Corporate Diplomas

Are for-profit schools the right choice for students?

In February, Michelle Wright graduated with an associate’s degree in health care administration from the University of Phoenix. The school, a for-profit venture that largely administers classes online, provides a way for the 43-year-old Spokanite to learn at her own pace.

“I like the fact that I can choose how fast I go with the assignments,” says Wright, who has always struggled in school.

But this is Wright’s second go at getting an education through a for-profit college. Wright says she was two months away from earning a degree from Trend College in the 1990s when it shut down.

Two decades later, Wright is still making student loan payments, even though she never earned a degree from Trend College. When she graduates from University of Phoenix, she’ll have at least $20,000 in student debt.

Outsized student loans for students of for-profit colleges are one of several areas that drawn recent criticism. A report released in July by Sen. Tom Harkin, D-Iowa, alleges that many large for-profit colleges spend too much money on marketing and too little on helping students complete their education. And while only 10 percent of students attend for-profit colleges, they account for nearly half of student loan defaults.

Take, for instance, withdrawal numbers. University of Phoenix has a 66 percent withdrawal rate for students who enrolled in the 2008-2009 year, according to the Harkin report.

Just over a third of associate’s degree candidates (starting school in 2005) and those seeking a bachelor’s (starting school in 2006) graduated in four years, according to the university’s latest academic report.

But University of Phoenix spokesman Ryan Rauzon says not all college students are the same, and that the University of Phoenix caters to the “non-traditional student.”

“If you are a teen at of University of Washington, your life is different from a guy who has kids and works and does his classes at night,” Rauzon says. “More than 70 percent of people in post-secondary education are non-traditional.

“Do we want our graduation rates to be higher? Absolutely.”

In fact, Rauzon says the university has added a three-week orientation course designed to educate incoming students on all the implications of attending college.

“We’ve seen about one in five prospective students bow out” as a result of the orientation, Rauzon says.

As far as student loans are concerned, “the choice for how much an individual borrows is theirs.”

Wendell Hall, with the Institute for Higher Education Policy, says the government should be doing a better job of regulating private colleges.
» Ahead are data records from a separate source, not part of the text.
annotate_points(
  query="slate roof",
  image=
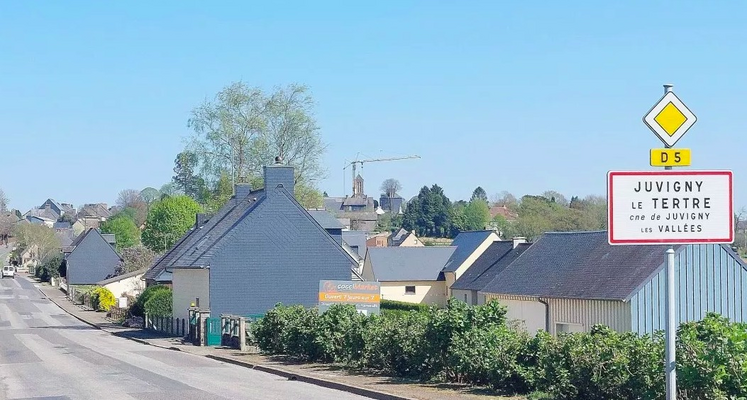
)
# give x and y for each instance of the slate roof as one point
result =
(61, 225)
(393, 264)
(466, 243)
(356, 240)
(579, 265)
(325, 219)
(490, 263)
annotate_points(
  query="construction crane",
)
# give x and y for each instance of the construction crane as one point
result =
(355, 163)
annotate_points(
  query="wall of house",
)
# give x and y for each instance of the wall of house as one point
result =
(133, 285)
(467, 296)
(277, 253)
(426, 292)
(707, 279)
(525, 312)
(581, 315)
(187, 285)
(92, 260)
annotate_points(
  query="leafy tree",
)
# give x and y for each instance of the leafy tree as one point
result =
(185, 177)
(476, 214)
(168, 220)
(479, 193)
(244, 128)
(126, 233)
(429, 214)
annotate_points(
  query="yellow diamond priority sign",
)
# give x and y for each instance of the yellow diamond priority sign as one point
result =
(669, 119)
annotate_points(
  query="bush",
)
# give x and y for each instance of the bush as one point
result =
(159, 304)
(712, 358)
(138, 307)
(102, 299)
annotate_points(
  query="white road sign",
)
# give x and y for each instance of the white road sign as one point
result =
(669, 119)
(670, 207)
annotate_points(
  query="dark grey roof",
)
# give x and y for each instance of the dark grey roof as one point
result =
(466, 243)
(580, 265)
(214, 230)
(356, 240)
(66, 237)
(490, 263)
(391, 264)
(325, 219)
(190, 237)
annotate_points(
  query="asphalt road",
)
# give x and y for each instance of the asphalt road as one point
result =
(47, 354)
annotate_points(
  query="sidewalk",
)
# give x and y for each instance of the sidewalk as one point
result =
(377, 387)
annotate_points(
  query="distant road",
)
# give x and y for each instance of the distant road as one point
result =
(47, 354)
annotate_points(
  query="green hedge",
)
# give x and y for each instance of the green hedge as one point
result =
(159, 304)
(472, 344)
(138, 308)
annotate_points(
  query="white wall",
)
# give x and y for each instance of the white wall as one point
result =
(426, 292)
(188, 284)
(132, 286)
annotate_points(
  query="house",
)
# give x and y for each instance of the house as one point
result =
(335, 229)
(487, 266)
(91, 258)
(261, 248)
(469, 246)
(403, 238)
(129, 284)
(570, 281)
(409, 274)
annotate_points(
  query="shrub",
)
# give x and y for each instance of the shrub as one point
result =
(102, 299)
(159, 304)
(138, 307)
(403, 306)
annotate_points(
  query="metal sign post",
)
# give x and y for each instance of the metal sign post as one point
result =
(671, 327)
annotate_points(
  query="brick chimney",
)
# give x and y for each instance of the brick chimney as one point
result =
(277, 175)
(241, 190)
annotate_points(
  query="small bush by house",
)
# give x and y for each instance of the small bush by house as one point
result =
(159, 304)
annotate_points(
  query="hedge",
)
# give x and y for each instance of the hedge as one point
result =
(473, 344)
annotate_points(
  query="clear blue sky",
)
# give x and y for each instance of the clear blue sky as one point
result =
(517, 96)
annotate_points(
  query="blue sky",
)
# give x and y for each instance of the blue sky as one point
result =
(517, 96)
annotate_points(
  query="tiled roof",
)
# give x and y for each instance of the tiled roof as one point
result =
(466, 243)
(580, 265)
(490, 263)
(392, 264)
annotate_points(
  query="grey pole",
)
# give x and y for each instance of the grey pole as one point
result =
(671, 328)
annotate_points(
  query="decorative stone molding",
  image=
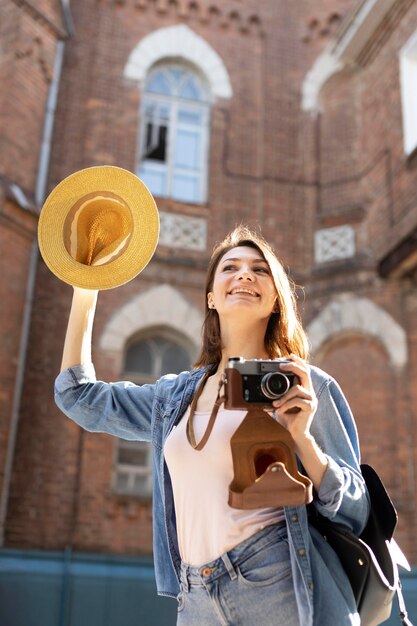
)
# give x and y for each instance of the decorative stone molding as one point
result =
(159, 306)
(335, 243)
(175, 42)
(345, 50)
(183, 231)
(239, 18)
(348, 313)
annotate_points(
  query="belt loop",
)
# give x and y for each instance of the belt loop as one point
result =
(184, 578)
(229, 566)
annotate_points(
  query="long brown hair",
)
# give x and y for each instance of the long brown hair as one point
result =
(284, 334)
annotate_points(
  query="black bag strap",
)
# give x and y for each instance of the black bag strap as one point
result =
(401, 605)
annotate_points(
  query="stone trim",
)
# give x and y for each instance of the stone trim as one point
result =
(175, 42)
(158, 306)
(344, 51)
(348, 313)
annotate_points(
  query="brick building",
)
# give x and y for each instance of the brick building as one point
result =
(298, 118)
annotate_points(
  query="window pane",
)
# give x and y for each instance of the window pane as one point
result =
(133, 453)
(156, 142)
(187, 149)
(154, 177)
(122, 482)
(159, 83)
(186, 188)
(175, 360)
(176, 74)
(141, 485)
(139, 358)
(189, 117)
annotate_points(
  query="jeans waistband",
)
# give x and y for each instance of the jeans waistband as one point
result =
(226, 562)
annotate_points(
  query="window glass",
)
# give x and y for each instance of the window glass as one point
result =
(174, 133)
(187, 149)
(148, 358)
(185, 187)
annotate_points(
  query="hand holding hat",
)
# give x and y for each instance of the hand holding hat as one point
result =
(98, 228)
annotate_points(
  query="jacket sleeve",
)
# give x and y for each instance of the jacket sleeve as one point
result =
(121, 409)
(343, 496)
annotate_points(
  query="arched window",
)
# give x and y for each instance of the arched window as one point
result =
(173, 142)
(147, 359)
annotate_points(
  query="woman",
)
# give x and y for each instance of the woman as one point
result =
(224, 565)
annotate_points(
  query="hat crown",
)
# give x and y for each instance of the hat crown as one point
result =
(97, 229)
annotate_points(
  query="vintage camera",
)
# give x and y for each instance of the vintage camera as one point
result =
(256, 381)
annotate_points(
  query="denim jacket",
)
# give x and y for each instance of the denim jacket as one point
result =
(149, 412)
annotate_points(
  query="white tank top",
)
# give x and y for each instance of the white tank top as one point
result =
(206, 525)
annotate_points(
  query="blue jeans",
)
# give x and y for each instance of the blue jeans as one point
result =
(252, 584)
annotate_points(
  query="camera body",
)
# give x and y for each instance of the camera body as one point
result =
(256, 382)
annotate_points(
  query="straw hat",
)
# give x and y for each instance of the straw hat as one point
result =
(98, 228)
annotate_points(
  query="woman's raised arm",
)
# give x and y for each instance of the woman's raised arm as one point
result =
(77, 345)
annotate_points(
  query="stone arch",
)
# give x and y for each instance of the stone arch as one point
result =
(359, 315)
(161, 306)
(175, 42)
(324, 68)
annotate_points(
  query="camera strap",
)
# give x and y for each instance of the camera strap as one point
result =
(190, 422)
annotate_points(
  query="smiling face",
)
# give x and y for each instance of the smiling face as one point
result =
(243, 283)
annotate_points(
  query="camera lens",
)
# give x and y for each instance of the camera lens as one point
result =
(274, 385)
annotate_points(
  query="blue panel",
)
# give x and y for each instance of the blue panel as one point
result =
(64, 589)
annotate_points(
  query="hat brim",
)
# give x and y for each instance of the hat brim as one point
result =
(142, 243)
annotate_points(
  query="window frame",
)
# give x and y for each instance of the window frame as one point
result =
(175, 104)
(132, 470)
(408, 85)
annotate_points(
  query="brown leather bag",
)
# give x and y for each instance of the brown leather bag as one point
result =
(264, 461)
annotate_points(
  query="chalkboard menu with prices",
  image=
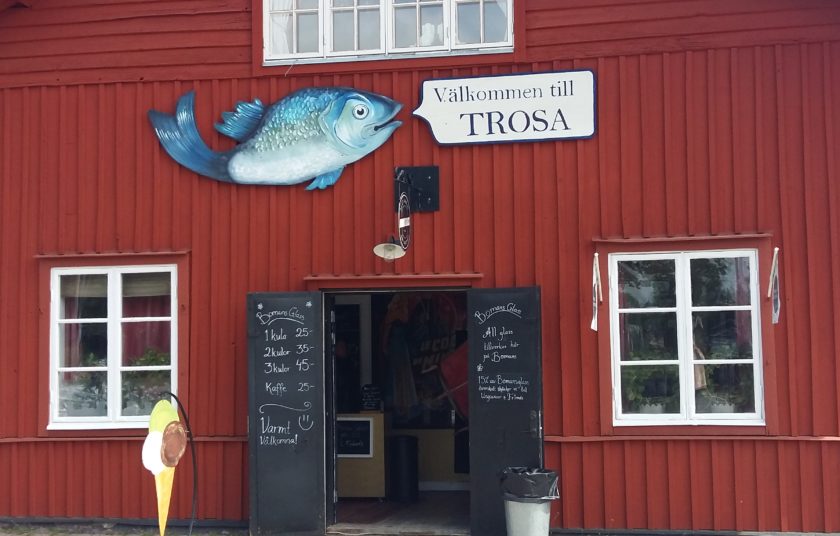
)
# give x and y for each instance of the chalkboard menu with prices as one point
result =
(286, 413)
(505, 381)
He notes the amount of marketing money spent by for-profit colleges to recruit students — and the higher tuition costs that often follow.

“I think honestly if community colleges … had the same way to market in the ways the for-profits do, I think more students would choose their local community college,” says Hall, who is deputy director for the nonprofit’s education think tank.

“Who loses in the situation is the taxpayers and the students, not the colleges,” Hall says, referring to the higher student loan default rates of for-profit colleges.

For-profit colleges have been around, providing apprenticeships and certificates, for a long time, according to Hall. But the explosion of students has only come recently.

“In the last decade, [there’s been] probably a 200 or 300 percent increase,” Hall says.

But not all for-profit schools are large operations spanning multiple time zones. Walter Leathers, the president of Interface College, says his school currently enrolls about 110 students.

“We are not the University of Phoenix or ITT,” says Leathers. “We are a small mom-and-pop school.”

Interface is based in downtown Spokane and focuses on a narrower set of degrees and training, and handful of associate’s degrees. More than 75 percent of Interface’s senior class graduated in 2011, according to Leathers. And in 2009, only 10 percent of Interface students defaulted on their loans.

Both of those numbers are lower because you can’t separate one from the other, according to Leathers.

“Default is really a factor of withdrawals,” he says. “If you spend money to go to school and you don’t graduate, you don’t have a career. … Vocational education, to me, is the best opportunity for lots and lots of students.”

Tim Sweeney, marketing director for the state’s Workforce Training and Education Coordinating Board, says the state tracks school performance data. Enrolling students should research which colleges are able to produce graduates who are landing jobs.

“If you don’t see performance results for the school,” says Sweeney, “you better be sure to ask for it.”